Portrait Par Thomas Vergracht, le 29/09/2020

 

Le 16 octobre prochain, à la Philharmonie de Paris, l’Ensemble Intercontemporain se lancera dans une traversée de l’œuvre de Gérard Grisey. En trois œuvres, dont les splendides Quatre chants pour franchir le seuil. L’occasion de se replonger dans ce qui fait la musique de ce Maître de la musique française du XXe siècle.

Rien ne destinait à l’origine le jeune et brillant accordéoniste de Belfort à changer ainsi la face du paysage musical contemporain. Instrumentiste virtuose, le jeune Gérard Grisey est rapidement poussé vers un désir d’approfondir la matière musicale. Il étudie auprès d’Henri Dutilleux à l’Ecole Normale, ainsi qu’auprès d’Olivier Messiaen au Conservatoire de Paris, établissement dont il ressort bardé de prix, comme tout bon élève de la maison. Suivant l’air ambiant, le jeune homme devenu compositeur en son fort intérieur, se dirige vers l’Académie d’Eté de Darmstadt, pour y assister au cours de Ligeti, Stockhausen et Xenakis, tout en découvrant l’électroacoustique à la Faculté des Sciences de Paris. Et c’est là où la magie opère. Grisey ne devient pas un épigone, d’aucun de ses Maîtres. Il intègre, digère, réinvestit et réinvente. De Dutilleux et Messiaen il gardera la chatoyance du son. De Ligeti, les processus. De Stockhausen les expériences électroniques et la dimension spirituelle. De Xenakis, l’ivresse tellurique.  

Avec ses amis Tristan Murail et Michael Levinas, Gérard Grisey ne se retrouve pas dans l’esthétique héritée de Boulez et Berio, privilégiant la tension de la dissonance au profit de la pureté de la consonnance. Grisey est un fou du son, au sens physique du terme. Alors comment le « faire » musique, et ainsi l’édifier en une œuvre musicale ? Avec leurs compagnons de l’ensemble L’Itinéraire, dédié à leur cause, ils initient cette musique « spectrale », qui a pour base les caractéristiques même du son. Le spectre, et ses harmoniques naturelles, diffractées, contractées, dilatées, travaillées parfois à l’extrême.

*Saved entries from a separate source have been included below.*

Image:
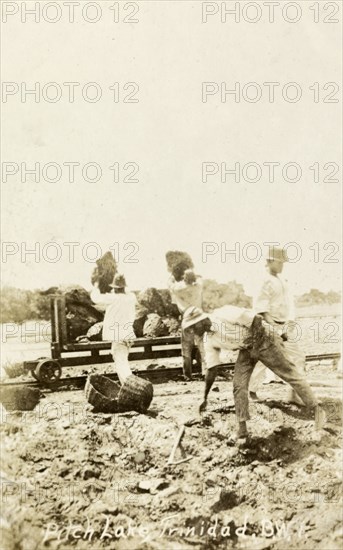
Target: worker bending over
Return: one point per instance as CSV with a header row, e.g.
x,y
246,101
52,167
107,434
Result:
x,y
234,328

Dans ses œuvres, Grisey opère sans cesse des allers-retours entre deux états. Au départ, il y a « l’harmonicité ». Un état stable, souvent allié à des nuances douces, à des modes de jeu simples et à des rythmes réguliers, qui s’apparente en fait à une certaine idée de la consonnance. Puis progressivement, dans un processus calculé et réglé par les lois de la physique, le compositeur s’échappe de cette douceur relative, aboutissant ainsi progressivement à « l’inharmonicité », utilisant des spectres déformés, des modes de jeux tendus, des sons brisés, écrasés ou arrachés. Comme un négatif du spectre entendu au début de l’œuvre. Pratiquement chaque composition de Gérard Grisey se structure ainsi, dans une forme de lent développement, un rituel de la couleur et de la lumière. On s’en rend particulièrement bien compte au début de son emblématique Partiels, extrait de son immense cycle des Espaces Acoustiques. D’un « mi » scandé hiératiquement par l’alliance des contrebasses et des cuivres graves, le spectre va d’abord résonner au travers de tous les instruments, dans une sidérante irisation, pour progressivement muter, se désagréger, et se reconstruire à la fin de l’œuvre. 

 

 

On peut d’ailleurs voir la lenteur graduelle de cette musique comme une image des processus naturels, des plantes ou des astres. La nature est ainsi présente au cœur de la musique du compositeur, son amitié et ses collaborations avec l’astrophysicien Jean-Pierre Luminet sont d’ailleurs là pour le prouver. On pense évidement au Noir De L’Etoile, une composition immense conçue pour Les Percussions de Strasbourg, et décrivant la musique des pulsars. Ces résidus d’étoiles mortes, tournants sur eux-mêmes dans la béance de l’univers.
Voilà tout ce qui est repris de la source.